AccRQA links against several common compression and RPC libraries. On Debian/Ubuntu you should install the development packages:
sudo apt update
sudo apt install \
build-essential r-base-dev \
libpcre2-dev liblzma-dev libbz2-dev libtirpc-devYou can install the AccRQA R package either from a downloaded source archive (e.g., .tar.gz or .zip) or directly within RStudio.
-
Open RStudio.
-
Make sure the required packages are installed:
install.packages(c("Rcpp", "dplyr", "tidyr"))
-
Go to Tools → Install Packages.
-
From the box Install from select "Package Archive File (.tar.gz / .zip)" as the sources.
-
Click Browse, and select the downloaded file (e.g.,
AccRQA_x.y.z.tar.gzwhere thex.y.zrefers to the specific version number). -
Click Install.
Make sure that Rtools (on Windows) or build-essential (on Linux) is installed to compile packages from source.
From inside R:
r
# Install dependencies
install.packages(c("Rcpp", "dplyr", "tidyr"))
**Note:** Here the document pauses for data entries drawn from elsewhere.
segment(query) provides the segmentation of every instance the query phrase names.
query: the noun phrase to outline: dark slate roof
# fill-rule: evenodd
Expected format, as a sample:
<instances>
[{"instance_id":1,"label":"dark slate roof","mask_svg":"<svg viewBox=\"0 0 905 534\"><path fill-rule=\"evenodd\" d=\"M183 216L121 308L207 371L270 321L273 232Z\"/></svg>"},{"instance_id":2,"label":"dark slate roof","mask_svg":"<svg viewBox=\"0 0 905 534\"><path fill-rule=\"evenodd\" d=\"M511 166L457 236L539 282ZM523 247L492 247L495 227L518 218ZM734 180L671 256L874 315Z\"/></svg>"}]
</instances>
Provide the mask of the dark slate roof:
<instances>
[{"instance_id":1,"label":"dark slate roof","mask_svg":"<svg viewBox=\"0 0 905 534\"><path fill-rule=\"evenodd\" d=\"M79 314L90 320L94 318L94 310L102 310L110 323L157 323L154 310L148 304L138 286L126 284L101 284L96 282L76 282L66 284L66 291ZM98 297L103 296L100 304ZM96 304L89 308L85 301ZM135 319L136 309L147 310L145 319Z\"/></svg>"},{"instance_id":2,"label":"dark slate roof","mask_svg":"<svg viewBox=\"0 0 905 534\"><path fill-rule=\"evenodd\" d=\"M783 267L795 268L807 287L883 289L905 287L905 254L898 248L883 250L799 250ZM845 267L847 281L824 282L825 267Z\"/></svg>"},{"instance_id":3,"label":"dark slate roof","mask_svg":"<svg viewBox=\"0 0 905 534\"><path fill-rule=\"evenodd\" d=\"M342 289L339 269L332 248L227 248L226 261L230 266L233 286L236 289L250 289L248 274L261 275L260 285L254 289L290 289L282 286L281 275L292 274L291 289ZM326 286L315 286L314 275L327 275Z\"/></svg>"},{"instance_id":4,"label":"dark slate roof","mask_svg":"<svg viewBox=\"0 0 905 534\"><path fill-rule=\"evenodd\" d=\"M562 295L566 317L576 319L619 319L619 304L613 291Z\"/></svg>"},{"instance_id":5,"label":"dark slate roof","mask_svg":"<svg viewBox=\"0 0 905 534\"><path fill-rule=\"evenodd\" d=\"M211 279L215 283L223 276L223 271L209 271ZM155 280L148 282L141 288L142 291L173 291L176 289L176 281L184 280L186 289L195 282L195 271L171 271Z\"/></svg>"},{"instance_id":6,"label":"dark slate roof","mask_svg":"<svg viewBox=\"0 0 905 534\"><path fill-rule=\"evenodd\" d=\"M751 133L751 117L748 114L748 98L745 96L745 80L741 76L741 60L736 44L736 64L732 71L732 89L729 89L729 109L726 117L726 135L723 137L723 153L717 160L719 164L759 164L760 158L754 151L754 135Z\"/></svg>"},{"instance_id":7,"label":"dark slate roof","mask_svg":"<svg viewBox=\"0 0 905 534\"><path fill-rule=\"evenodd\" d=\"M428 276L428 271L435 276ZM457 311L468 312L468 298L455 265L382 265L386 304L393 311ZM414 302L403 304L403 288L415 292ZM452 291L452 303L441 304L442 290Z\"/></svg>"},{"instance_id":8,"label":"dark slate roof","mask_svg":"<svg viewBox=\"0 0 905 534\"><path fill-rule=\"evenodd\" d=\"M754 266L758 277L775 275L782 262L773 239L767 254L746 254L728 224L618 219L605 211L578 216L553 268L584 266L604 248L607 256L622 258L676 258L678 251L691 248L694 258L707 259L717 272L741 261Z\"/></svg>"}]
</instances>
# Install AccRQA from a local source archive
install.packages("AccRQA_x.y.z.tar.gz",
repos = NULL,
type = "source")
From your system shell:
bash
R CMD INSTALL AccRQA_x.y.z.tar.gz
If you want to enable GPU acceleration in the R package, you need a working CUDA Toolkit installation and a correctly set CUDA_HOME environment variable.
You can set CUDA_HOME in several ways (in the examples we show the NVIDIA default library /usr/local/cuda, please change accordingly):
bash
export CUDA_HOME=/usr/local/cuda
R CMD INSTALL AccRQA_x.y.z.tar.gz
r
Sys.setenv(CUDA_HOME = "/usr/local/cuda")
install.packages("AccRQA_x.y.z.tar.gz",
repos = NULL,
type = "source"
)
Edit (or create) ~/.Renviron and add:
text
CUDA_HOME=/usr/local/cuda
Then restart R/RStudio so the environment variable is picked up. (You can open .Renviron for editing from R with usethis::edit_r_environ() if you use the usethis package.)
The AccRQA R package’s configure script accepts several options that can be passed via --configure-args to R CMD INSTALL or via the configure.args parameter in install.packages().
The most important ones are:
-
--with-cudaBuild with CUDA GPU support if available (by default=yes) -
--with-gpu-arch=XYCompute capability of your GPU (e.g. 70 for V100, 80 for A100, 86 for RTX 30-series).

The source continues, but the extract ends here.